You are browsing the docs for the snapshot version of Nexus, the latest release is available here
Graph analytics
Graph analytics is a feature introduced by the graph-analytics
plugin and rooted in the /v1/graph-analytics/{org_label}/{project_label}
collection.
It runs for each project and it parses and breaks down non-deprecated resources to analyse their structure.
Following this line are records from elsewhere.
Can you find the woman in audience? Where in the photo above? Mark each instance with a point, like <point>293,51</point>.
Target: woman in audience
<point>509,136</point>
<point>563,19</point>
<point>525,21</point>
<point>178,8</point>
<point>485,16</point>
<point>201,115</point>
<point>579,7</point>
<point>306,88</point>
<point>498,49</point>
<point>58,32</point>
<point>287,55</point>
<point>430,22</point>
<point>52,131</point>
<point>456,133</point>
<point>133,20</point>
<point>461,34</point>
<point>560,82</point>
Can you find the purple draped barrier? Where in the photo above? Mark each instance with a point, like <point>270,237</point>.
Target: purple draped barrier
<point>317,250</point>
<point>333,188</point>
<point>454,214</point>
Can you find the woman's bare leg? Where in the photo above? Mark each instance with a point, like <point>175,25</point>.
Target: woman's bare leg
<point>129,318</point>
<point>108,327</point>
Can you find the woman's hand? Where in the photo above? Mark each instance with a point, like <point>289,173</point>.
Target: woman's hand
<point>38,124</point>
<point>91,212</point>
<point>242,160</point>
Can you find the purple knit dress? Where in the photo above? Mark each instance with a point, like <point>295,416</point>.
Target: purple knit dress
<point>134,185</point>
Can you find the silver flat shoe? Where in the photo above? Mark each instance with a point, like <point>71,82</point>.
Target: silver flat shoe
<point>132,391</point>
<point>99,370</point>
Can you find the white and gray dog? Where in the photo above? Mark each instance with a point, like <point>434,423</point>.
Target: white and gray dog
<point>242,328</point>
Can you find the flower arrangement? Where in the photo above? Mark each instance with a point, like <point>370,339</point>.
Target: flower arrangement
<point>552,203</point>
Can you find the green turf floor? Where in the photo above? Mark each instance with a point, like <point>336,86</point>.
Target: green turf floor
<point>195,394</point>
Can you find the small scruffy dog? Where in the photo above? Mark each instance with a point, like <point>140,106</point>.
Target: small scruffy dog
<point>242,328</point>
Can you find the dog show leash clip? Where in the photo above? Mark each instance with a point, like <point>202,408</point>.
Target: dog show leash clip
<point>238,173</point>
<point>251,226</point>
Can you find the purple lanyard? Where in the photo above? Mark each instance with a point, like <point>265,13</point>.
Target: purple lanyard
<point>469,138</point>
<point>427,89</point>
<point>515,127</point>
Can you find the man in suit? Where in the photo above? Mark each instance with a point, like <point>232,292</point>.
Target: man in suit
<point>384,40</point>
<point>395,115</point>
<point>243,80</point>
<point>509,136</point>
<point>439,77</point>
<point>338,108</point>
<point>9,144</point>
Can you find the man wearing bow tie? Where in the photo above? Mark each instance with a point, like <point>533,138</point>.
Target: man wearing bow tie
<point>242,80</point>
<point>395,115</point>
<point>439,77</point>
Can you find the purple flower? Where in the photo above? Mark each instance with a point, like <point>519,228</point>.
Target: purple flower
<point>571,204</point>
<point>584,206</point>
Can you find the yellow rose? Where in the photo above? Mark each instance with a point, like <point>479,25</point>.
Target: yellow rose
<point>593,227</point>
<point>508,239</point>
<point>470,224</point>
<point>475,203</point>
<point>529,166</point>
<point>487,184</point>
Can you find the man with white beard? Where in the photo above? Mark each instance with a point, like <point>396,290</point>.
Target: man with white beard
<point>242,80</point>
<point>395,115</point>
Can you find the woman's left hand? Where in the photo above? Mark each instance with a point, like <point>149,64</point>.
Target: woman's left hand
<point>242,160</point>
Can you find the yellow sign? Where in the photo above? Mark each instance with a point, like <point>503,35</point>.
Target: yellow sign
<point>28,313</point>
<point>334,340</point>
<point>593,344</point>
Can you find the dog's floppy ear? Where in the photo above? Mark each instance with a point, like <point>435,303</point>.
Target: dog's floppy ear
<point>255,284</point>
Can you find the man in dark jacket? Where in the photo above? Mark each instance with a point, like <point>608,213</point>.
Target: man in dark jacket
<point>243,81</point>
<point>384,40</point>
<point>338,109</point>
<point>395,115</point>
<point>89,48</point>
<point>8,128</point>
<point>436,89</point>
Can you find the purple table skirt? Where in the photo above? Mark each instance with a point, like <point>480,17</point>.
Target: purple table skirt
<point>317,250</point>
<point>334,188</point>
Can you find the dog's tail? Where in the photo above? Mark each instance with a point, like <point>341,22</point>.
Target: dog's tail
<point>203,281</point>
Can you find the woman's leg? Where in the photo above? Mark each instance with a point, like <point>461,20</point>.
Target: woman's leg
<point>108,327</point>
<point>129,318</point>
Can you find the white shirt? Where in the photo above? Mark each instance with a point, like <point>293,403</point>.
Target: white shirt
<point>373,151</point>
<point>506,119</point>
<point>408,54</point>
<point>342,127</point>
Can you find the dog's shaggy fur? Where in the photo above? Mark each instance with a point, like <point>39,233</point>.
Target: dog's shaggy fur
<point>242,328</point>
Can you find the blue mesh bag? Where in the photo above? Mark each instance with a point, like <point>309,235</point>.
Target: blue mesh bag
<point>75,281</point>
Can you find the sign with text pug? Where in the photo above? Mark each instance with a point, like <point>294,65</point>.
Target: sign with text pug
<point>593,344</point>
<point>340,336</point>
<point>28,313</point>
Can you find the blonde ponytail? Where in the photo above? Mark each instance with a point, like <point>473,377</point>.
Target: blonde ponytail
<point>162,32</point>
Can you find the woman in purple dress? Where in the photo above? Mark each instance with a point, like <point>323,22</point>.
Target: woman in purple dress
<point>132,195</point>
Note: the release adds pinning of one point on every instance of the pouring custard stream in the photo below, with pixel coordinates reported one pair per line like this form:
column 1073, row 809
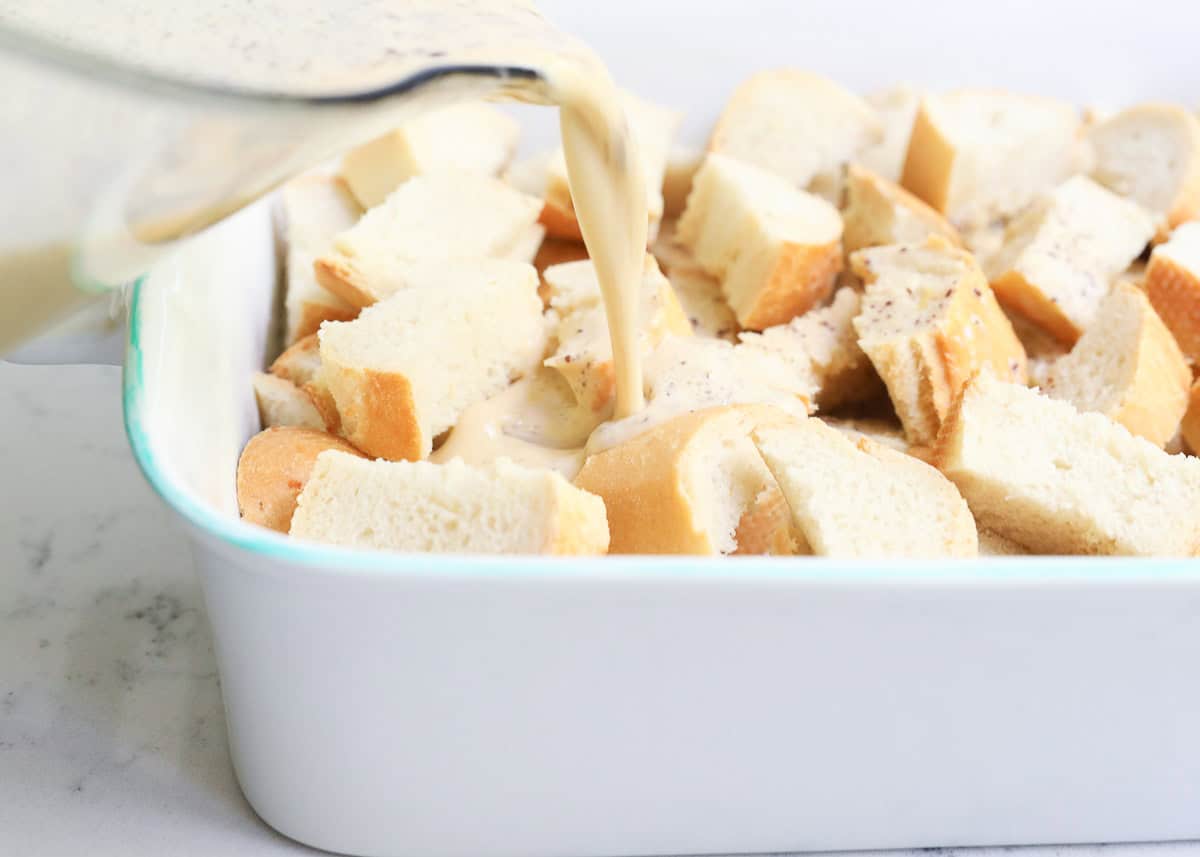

For each of these resources, it extracts the following information:
- Its properties: their path and the type of the associated value
- Its relationships, that is to say the other resources in the same project it points to.
When reading graph analytics, the caller must have resources/read
permissions on the current path of the project or the ancestor paths.
Please visit Authentication & authorization section to learn more about it.
Graph analytics indexing routines are also subject to passivation.
Please visit Passivation section to learn more about it.
The described endpoints are experimental and the responses structure might change in the future.
Fetch relationships
Obtains all the @type relationships and their counts - defined by nodes and edges - existing on a project.
The edges are the properties linking different nodes, and the nodes are the resources containing a certain @type.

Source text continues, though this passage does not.